Re: [PATCH RESEND bpf-next v10 2/8] bpf: clear list node owner and unlink before drop
From: Alexei Starovoitov
Date: Wed May 13 2026 - 21:50:36 EST
On Wed May 13, 2026 at 3:53 PM PDT, Eduard Zingerman wrote:
> On Tue, 2026-05-12 at 06:41 +0000, bot+bpf-ci@xxxxxxxxxx wrote:
>
> [...]
>
>> When a BPF program holds an owning or refcount-acquired reference to
>> one of these nodes (node X), which is structurally supported because
>> __bpf_obj_drop_impl() uses refcount_dec_and_test() and only frees at
>> refcount 0, a concurrent push to a DIFFERENT bpf_list_head becomes a
>> corruption:
>>
>> CPU 0 (bpf_list_head_free, lock released) CPU 1 (BPF prog, refcount X)
>> ----------------------------------------- ----------------------------
>> (owner of X == NULL, X linked in drain)
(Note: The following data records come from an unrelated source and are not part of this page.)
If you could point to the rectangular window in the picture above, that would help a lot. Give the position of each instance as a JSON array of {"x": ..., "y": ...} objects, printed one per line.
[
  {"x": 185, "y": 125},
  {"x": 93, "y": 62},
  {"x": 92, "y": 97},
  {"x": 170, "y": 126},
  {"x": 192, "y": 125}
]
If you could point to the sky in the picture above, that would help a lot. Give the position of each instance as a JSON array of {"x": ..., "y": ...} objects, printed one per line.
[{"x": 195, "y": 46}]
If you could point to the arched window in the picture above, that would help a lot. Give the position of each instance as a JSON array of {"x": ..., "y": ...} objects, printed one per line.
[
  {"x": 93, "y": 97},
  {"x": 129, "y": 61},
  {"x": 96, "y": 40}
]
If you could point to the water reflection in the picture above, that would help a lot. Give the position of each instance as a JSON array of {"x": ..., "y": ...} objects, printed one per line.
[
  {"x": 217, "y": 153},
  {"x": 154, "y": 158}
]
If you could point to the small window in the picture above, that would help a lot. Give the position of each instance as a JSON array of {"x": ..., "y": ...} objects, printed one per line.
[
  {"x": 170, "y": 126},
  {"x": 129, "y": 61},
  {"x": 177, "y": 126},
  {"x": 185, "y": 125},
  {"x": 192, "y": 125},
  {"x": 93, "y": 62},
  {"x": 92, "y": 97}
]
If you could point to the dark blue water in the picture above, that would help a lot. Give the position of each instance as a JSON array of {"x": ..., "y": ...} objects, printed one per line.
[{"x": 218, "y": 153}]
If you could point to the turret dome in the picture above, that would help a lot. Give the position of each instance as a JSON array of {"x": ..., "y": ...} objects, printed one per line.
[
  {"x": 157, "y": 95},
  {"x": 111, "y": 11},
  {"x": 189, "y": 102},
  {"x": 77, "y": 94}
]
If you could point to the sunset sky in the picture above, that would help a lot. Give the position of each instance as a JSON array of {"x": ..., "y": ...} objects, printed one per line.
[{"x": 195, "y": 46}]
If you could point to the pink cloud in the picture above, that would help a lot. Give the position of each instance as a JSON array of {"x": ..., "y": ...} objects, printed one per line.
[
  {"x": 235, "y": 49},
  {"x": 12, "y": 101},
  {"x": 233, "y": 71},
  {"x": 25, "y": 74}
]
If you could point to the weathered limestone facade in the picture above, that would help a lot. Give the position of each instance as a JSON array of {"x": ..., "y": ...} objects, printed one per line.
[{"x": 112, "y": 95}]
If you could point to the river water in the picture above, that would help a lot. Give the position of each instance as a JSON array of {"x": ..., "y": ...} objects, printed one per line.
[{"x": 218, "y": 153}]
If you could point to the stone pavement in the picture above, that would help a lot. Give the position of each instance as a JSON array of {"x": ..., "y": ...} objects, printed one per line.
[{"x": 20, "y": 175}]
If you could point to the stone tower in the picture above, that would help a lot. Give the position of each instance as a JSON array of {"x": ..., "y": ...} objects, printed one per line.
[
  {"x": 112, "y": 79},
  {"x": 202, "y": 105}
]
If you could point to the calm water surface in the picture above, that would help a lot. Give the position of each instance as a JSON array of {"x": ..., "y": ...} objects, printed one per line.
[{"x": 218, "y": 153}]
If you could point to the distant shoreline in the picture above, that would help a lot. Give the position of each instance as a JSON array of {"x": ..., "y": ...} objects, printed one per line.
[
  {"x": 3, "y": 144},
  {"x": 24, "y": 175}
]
>> bpf_list_push_back(other, X)
>> __bpf_list_add: spin_lock()
>> cmpxchg(X->owner, NULL,
>> POISON) -> OK
>> list_add_tail(&X->list_head,
>> other_head)
>> -> overwrites X->next,
>> X->prev, corrupts
>> other_head's chain
>> because X is still
>> stitched into drain
>> pos = drain.next; (may be X or neighbor using X's stale next)
>> list_del_init(pos); reads X->next/prev now pointing into other_head,
>> corrupts other_head's list and/or drain
>
>
> Kaitao, this scenario seem plausible, could you please comment on it?
I think bot is correct.
This patch looks buggy.
It seems to me an optimization that breaks the concurrent logic.
May be just drop this patch and reorder the other one, so that bot
sees nonown suffix logic first.